Since the GTX 650 Ti Boost introduces GeForce Boost into the sub-$199 price point, a number of factors have to be taken into account. Maximum and average clock speeds are now largely determined by TDP which means core temperatures become a primary factor when the drivers and onboard systems determine engine frequencies. This should (in theory) allow manufacturers with better heatsinks to achieve better performance. In addition, no two cores are alike so there may be very minor frequency variances between similarly clocked cards.
When it comes to card versus card comparisons, let’s state the obvious first: once again, none of NVIDIA’s board partners have touched the GTX 650 Ti Boost’s memory frequencies. According to our conversations with several of them, increasing the GDDR5’s data rate would have necessitated time-consuming binning procedures without having a meaningful impact on performance. As such, they’ve elected to focus on graphics engine speeds.
The ASUS, Gigabyte and MSI cards all have very similar out-of-box core overclocks with their resulting Boost speeds being the main point of differentiation. Out of the three, MSI has their BIOS-defined Power Limit set at a slightly higher level than Gigabyte or ASUS which ensured better consistency across the games we tested. Ironically, the $170 Gigabyte card may have the highest “on paper” specifications but it lags slightly behind in terms of overall speeds.

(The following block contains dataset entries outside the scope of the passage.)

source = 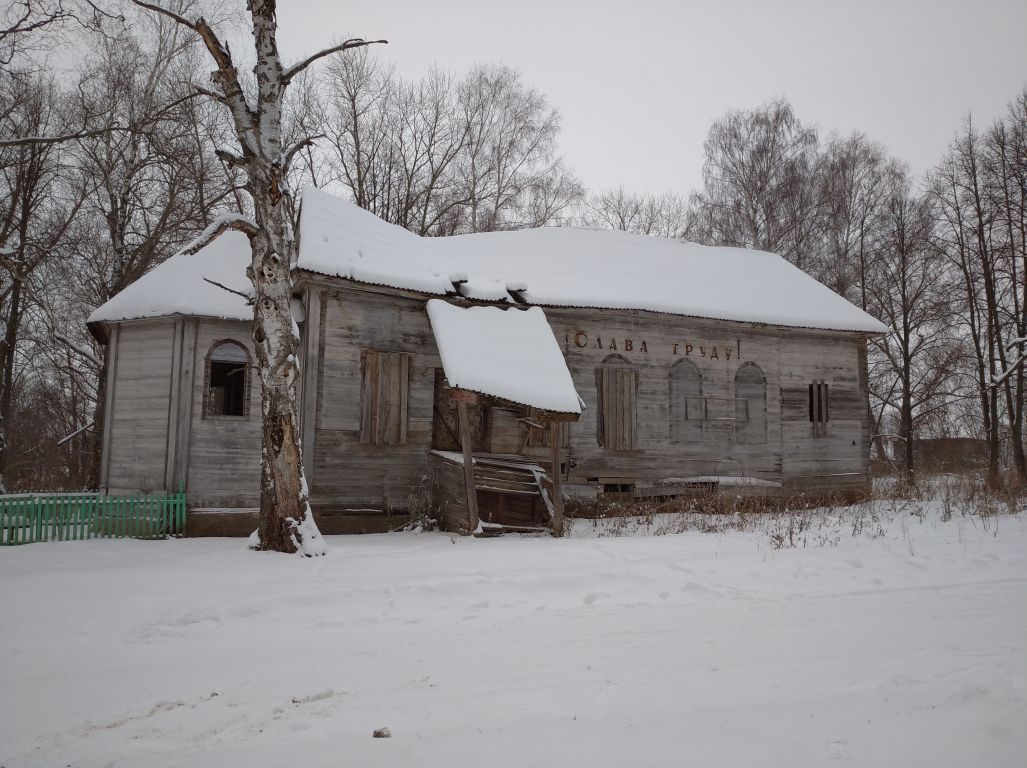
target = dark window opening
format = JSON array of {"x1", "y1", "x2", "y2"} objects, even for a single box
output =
[
  {"x1": 207, "y1": 341, "x2": 249, "y2": 418},
  {"x1": 209, "y1": 360, "x2": 247, "y2": 416},
  {"x1": 603, "y1": 483, "x2": 634, "y2": 494},
  {"x1": 808, "y1": 380, "x2": 830, "y2": 436}
]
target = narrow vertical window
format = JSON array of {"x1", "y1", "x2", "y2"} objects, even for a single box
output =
[
  {"x1": 809, "y1": 380, "x2": 829, "y2": 436},
  {"x1": 669, "y1": 359, "x2": 703, "y2": 443},
  {"x1": 205, "y1": 340, "x2": 250, "y2": 418},
  {"x1": 596, "y1": 354, "x2": 637, "y2": 450},
  {"x1": 360, "y1": 349, "x2": 412, "y2": 445},
  {"x1": 734, "y1": 364, "x2": 767, "y2": 444}
]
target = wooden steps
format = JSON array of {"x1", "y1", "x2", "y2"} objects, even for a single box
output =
[{"x1": 429, "y1": 451, "x2": 559, "y2": 535}]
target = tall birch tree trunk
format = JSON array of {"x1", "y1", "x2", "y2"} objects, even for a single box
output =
[{"x1": 132, "y1": 0, "x2": 384, "y2": 554}]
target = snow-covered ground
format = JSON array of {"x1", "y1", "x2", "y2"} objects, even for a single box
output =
[{"x1": 1, "y1": 503, "x2": 1024, "y2": 767}]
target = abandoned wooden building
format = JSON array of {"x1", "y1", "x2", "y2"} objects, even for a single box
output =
[{"x1": 87, "y1": 187, "x2": 887, "y2": 534}]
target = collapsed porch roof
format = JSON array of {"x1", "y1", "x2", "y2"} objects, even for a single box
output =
[{"x1": 426, "y1": 299, "x2": 583, "y2": 416}]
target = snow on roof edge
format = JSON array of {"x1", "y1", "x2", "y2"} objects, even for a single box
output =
[{"x1": 293, "y1": 266, "x2": 884, "y2": 336}]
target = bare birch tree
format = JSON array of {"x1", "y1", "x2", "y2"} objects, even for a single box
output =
[
  {"x1": 930, "y1": 103, "x2": 1027, "y2": 485},
  {"x1": 580, "y1": 186, "x2": 689, "y2": 237},
  {"x1": 865, "y1": 172, "x2": 955, "y2": 483},
  {"x1": 686, "y1": 98, "x2": 823, "y2": 272},
  {"x1": 129, "y1": 0, "x2": 384, "y2": 554},
  {"x1": 0, "y1": 73, "x2": 85, "y2": 492}
]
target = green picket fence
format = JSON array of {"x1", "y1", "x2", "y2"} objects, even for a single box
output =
[{"x1": 0, "y1": 491, "x2": 187, "y2": 545}]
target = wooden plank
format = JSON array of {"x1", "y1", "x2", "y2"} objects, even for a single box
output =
[
  {"x1": 550, "y1": 422, "x2": 564, "y2": 536},
  {"x1": 98, "y1": 323, "x2": 120, "y2": 489},
  {"x1": 106, "y1": 320, "x2": 176, "y2": 491},
  {"x1": 163, "y1": 318, "x2": 184, "y2": 490},
  {"x1": 398, "y1": 352, "x2": 410, "y2": 445},
  {"x1": 171, "y1": 318, "x2": 198, "y2": 493},
  {"x1": 299, "y1": 288, "x2": 323, "y2": 483},
  {"x1": 449, "y1": 389, "x2": 482, "y2": 404},
  {"x1": 359, "y1": 348, "x2": 377, "y2": 444},
  {"x1": 457, "y1": 399, "x2": 479, "y2": 533}
]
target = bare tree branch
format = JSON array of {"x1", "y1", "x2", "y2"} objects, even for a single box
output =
[
  {"x1": 282, "y1": 134, "x2": 323, "y2": 170},
  {"x1": 282, "y1": 38, "x2": 387, "y2": 83},
  {"x1": 202, "y1": 276, "x2": 251, "y2": 300},
  {"x1": 181, "y1": 214, "x2": 258, "y2": 255}
]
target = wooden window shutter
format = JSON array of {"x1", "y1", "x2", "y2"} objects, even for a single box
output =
[
  {"x1": 598, "y1": 364, "x2": 637, "y2": 450},
  {"x1": 360, "y1": 349, "x2": 411, "y2": 445}
]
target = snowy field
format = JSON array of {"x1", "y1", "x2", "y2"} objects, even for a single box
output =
[{"x1": 1, "y1": 502, "x2": 1025, "y2": 767}]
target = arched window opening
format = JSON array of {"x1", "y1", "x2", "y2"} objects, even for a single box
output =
[
  {"x1": 206, "y1": 340, "x2": 250, "y2": 418},
  {"x1": 596, "y1": 354, "x2": 638, "y2": 450},
  {"x1": 670, "y1": 359, "x2": 703, "y2": 443},
  {"x1": 734, "y1": 363, "x2": 767, "y2": 444}
]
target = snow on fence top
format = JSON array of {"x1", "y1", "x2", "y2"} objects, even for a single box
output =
[
  {"x1": 90, "y1": 186, "x2": 887, "y2": 334},
  {"x1": 426, "y1": 300, "x2": 582, "y2": 414}
]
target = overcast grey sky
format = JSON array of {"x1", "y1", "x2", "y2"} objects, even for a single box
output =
[{"x1": 276, "y1": 0, "x2": 1027, "y2": 195}]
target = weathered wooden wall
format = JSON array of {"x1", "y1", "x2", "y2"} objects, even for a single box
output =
[
  {"x1": 542, "y1": 309, "x2": 871, "y2": 494},
  {"x1": 103, "y1": 319, "x2": 176, "y2": 493},
  {"x1": 101, "y1": 316, "x2": 261, "y2": 507},
  {"x1": 309, "y1": 282, "x2": 873, "y2": 512},
  {"x1": 184, "y1": 318, "x2": 261, "y2": 507},
  {"x1": 544, "y1": 309, "x2": 785, "y2": 488},
  {"x1": 100, "y1": 279, "x2": 873, "y2": 513},
  {"x1": 312, "y1": 286, "x2": 441, "y2": 512}
]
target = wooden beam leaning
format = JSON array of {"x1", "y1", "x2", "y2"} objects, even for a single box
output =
[
  {"x1": 549, "y1": 421, "x2": 564, "y2": 537},
  {"x1": 453, "y1": 390, "x2": 480, "y2": 534}
]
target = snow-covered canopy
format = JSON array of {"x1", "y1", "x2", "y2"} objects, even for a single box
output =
[
  {"x1": 426, "y1": 300, "x2": 582, "y2": 414},
  {"x1": 90, "y1": 186, "x2": 887, "y2": 334}
]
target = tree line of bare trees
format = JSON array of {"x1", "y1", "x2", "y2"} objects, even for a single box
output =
[{"x1": 2, "y1": 3, "x2": 1024, "y2": 499}]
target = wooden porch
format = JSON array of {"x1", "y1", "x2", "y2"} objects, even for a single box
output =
[{"x1": 429, "y1": 451, "x2": 562, "y2": 536}]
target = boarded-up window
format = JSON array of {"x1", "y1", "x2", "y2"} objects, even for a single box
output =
[
  {"x1": 596, "y1": 355, "x2": 637, "y2": 450},
  {"x1": 669, "y1": 359, "x2": 703, "y2": 443},
  {"x1": 809, "y1": 380, "x2": 829, "y2": 437},
  {"x1": 359, "y1": 349, "x2": 411, "y2": 445},
  {"x1": 734, "y1": 363, "x2": 767, "y2": 443}
]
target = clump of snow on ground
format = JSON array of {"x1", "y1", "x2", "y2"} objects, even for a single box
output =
[{"x1": 0, "y1": 500, "x2": 1023, "y2": 767}]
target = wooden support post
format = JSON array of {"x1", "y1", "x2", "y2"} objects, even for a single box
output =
[
  {"x1": 456, "y1": 399, "x2": 479, "y2": 533},
  {"x1": 550, "y1": 422, "x2": 564, "y2": 537}
]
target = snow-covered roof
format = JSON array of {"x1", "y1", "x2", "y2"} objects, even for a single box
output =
[
  {"x1": 296, "y1": 187, "x2": 885, "y2": 333},
  {"x1": 90, "y1": 186, "x2": 887, "y2": 334},
  {"x1": 426, "y1": 300, "x2": 582, "y2": 414},
  {"x1": 88, "y1": 230, "x2": 253, "y2": 324}
]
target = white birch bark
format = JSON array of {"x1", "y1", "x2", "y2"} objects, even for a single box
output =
[{"x1": 131, "y1": 0, "x2": 384, "y2": 554}]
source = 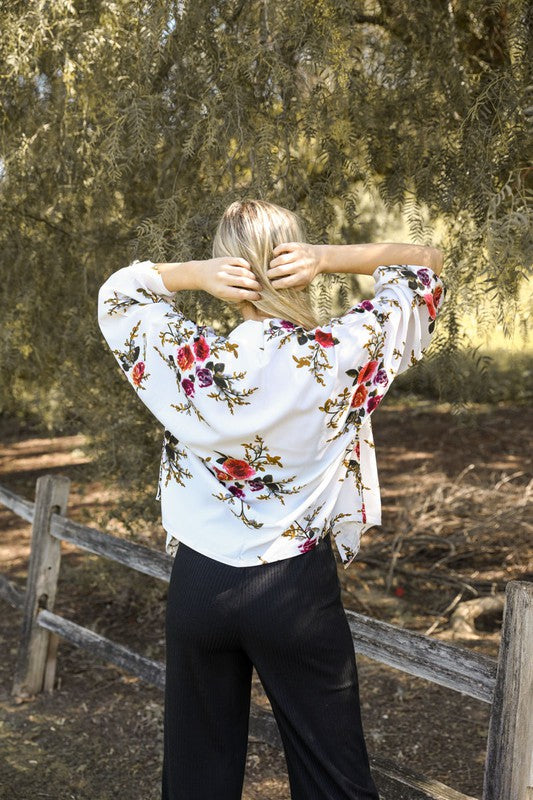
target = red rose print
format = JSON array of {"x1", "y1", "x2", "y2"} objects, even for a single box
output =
[
  {"x1": 194, "y1": 336, "x2": 210, "y2": 361},
  {"x1": 433, "y1": 285, "x2": 443, "y2": 309},
  {"x1": 357, "y1": 359, "x2": 379, "y2": 384},
  {"x1": 177, "y1": 344, "x2": 195, "y2": 370},
  {"x1": 314, "y1": 329, "x2": 335, "y2": 347},
  {"x1": 350, "y1": 384, "x2": 368, "y2": 408},
  {"x1": 222, "y1": 458, "x2": 256, "y2": 480},
  {"x1": 354, "y1": 441, "x2": 360, "y2": 460},
  {"x1": 423, "y1": 293, "x2": 437, "y2": 320},
  {"x1": 214, "y1": 467, "x2": 232, "y2": 481},
  {"x1": 361, "y1": 499, "x2": 366, "y2": 523},
  {"x1": 131, "y1": 361, "x2": 145, "y2": 386}
]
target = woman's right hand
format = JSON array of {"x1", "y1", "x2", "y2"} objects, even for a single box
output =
[
  {"x1": 196, "y1": 256, "x2": 263, "y2": 302},
  {"x1": 266, "y1": 242, "x2": 327, "y2": 290}
]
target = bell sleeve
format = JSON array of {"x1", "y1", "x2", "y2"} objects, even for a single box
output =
[
  {"x1": 329, "y1": 263, "x2": 447, "y2": 425},
  {"x1": 368, "y1": 263, "x2": 447, "y2": 382},
  {"x1": 97, "y1": 259, "x2": 220, "y2": 428}
]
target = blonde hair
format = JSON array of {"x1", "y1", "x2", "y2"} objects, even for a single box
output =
[{"x1": 212, "y1": 198, "x2": 320, "y2": 330}]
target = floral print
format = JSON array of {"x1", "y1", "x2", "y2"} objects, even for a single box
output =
[
  {"x1": 207, "y1": 434, "x2": 306, "y2": 528},
  {"x1": 156, "y1": 429, "x2": 193, "y2": 495},
  {"x1": 263, "y1": 319, "x2": 341, "y2": 386},
  {"x1": 98, "y1": 259, "x2": 447, "y2": 569},
  {"x1": 102, "y1": 282, "x2": 256, "y2": 417}
]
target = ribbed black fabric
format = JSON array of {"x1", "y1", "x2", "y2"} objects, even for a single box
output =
[{"x1": 162, "y1": 533, "x2": 380, "y2": 800}]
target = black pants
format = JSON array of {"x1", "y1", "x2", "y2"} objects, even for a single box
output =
[{"x1": 162, "y1": 532, "x2": 380, "y2": 800}]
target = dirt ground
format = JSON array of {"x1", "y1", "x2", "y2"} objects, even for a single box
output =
[{"x1": 0, "y1": 400, "x2": 531, "y2": 800}]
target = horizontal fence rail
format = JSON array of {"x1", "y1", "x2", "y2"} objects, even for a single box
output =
[
  {"x1": 0, "y1": 483, "x2": 34, "y2": 523},
  {"x1": 1, "y1": 474, "x2": 532, "y2": 800},
  {"x1": 49, "y1": 512, "x2": 173, "y2": 582},
  {"x1": 48, "y1": 515, "x2": 498, "y2": 701},
  {"x1": 345, "y1": 614, "x2": 497, "y2": 703}
]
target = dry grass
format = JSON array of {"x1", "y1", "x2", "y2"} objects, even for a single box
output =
[{"x1": 0, "y1": 400, "x2": 531, "y2": 799}]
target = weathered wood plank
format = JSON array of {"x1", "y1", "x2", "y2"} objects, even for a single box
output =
[
  {"x1": 43, "y1": 633, "x2": 60, "y2": 693},
  {"x1": 345, "y1": 611, "x2": 497, "y2": 703},
  {"x1": 0, "y1": 483, "x2": 35, "y2": 524},
  {"x1": 37, "y1": 609, "x2": 166, "y2": 690},
  {"x1": 49, "y1": 513, "x2": 174, "y2": 583},
  {"x1": 369, "y1": 753, "x2": 480, "y2": 800},
  {"x1": 5, "y1": 487, "x2": 496, "y2": 701},
  {"x1": 48, "y1": 511, "x2": 497, "y2": 700},
  {"x1": 248, "y1": 701, "x2": 481, "y2": 799},
  {"x1": 482, "y1": 580, "x2": 533, "y2": 800},
  {"x1": 0, "y1": 573, "x2": 25, "y2": 609},
  {"x1": 12, "y1": 475, "x2": 71, "y2": 697},
  {"x1": 248, "y1": 702, "x2": 284, "y2": 750},
  {"x1": 37, "y1": 609, "x2": 479, "y2": 800}
]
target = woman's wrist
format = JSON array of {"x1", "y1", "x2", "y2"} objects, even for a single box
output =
[
  {"x1": 313, "y1": 244, "x2": 331, "y2": 275},
  {"x1": 153, "y1": 261, "x2": 202, "y2": 292}
]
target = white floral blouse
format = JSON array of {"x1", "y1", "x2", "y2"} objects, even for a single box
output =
[{"x1": 97, "y1": 259, "x2": 446, "y2": 569}]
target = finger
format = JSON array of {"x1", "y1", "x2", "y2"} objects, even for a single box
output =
[
  {"x1": 269, "y1": 251, "x2": 298, "y2": 269},
  {"x1": 227, "y1": 257, "x2": 252, "y2": 269},
  {"x1": 234, "y1": 276, "x2": 263, "y2": 291},
  {"x1": 226, "y1": 266, "x2": 261, "y2": 282},
  {"x1": 228, "y1": 287, "x2": 262, "y2": 300},
  {"x1": 270, "y1": 275, "x2": 301, "y2": 289},
  {"x1": 224, "y1": 267, "x2": 262, "y2": 289},
  {"x1": 267, "y1": 262, "x2": 298, "y2": 283},
  {"x1": 272, "y1": 241, "x2": 297, "y2": 257}
]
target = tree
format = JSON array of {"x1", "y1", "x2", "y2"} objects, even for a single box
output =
[{"x1": 0, "y1": 0, "x2": 530, "y2": 531}]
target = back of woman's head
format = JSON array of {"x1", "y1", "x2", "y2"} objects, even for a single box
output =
[{"x1": 212, "y1": 198, "x2": 319, "y2": 330}]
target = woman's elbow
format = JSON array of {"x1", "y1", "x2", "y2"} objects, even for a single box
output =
[{"x1": 427, "y1": 247, "x2": 444, "y2": 275}]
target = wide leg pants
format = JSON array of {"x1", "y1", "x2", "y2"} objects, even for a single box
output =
[{"x1": 162, "y1": 532, "x2": 381, "y2": 800}]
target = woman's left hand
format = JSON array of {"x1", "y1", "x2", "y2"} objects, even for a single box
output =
[{"x1": 196, "y1": 257, "x2": 263, "y2": 302}]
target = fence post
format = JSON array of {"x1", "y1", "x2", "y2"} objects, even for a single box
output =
[
  {"x1": 482, "y1": 580, "x2": 533, "y2": 800},
  {"x1": 12, "y1": 474, "x2": 71, "y2": 697}
]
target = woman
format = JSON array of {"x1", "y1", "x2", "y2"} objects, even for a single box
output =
[{"x1": 98, "y1": 198, "x2": 446, "y2": 799}]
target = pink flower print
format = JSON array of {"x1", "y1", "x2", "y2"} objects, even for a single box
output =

Galaxy and EVGA start from very different ends of the spectrum. Galaxy has decided to leave their card at reference frequencies and even though they have a phenomenal heatsink design, speeds lag slightly behind those our original GTX 650 Ti Boost displayed. As we discussed, this may be due to actual core differentiation but average performance was exactly equal to a standard GTX 650 Ti Boost. EVGA’s Superclocked meanwhile is able to remain well ahead with some impressive Boost frequencies which plateaued above the 1200MHz mark on a regular basis.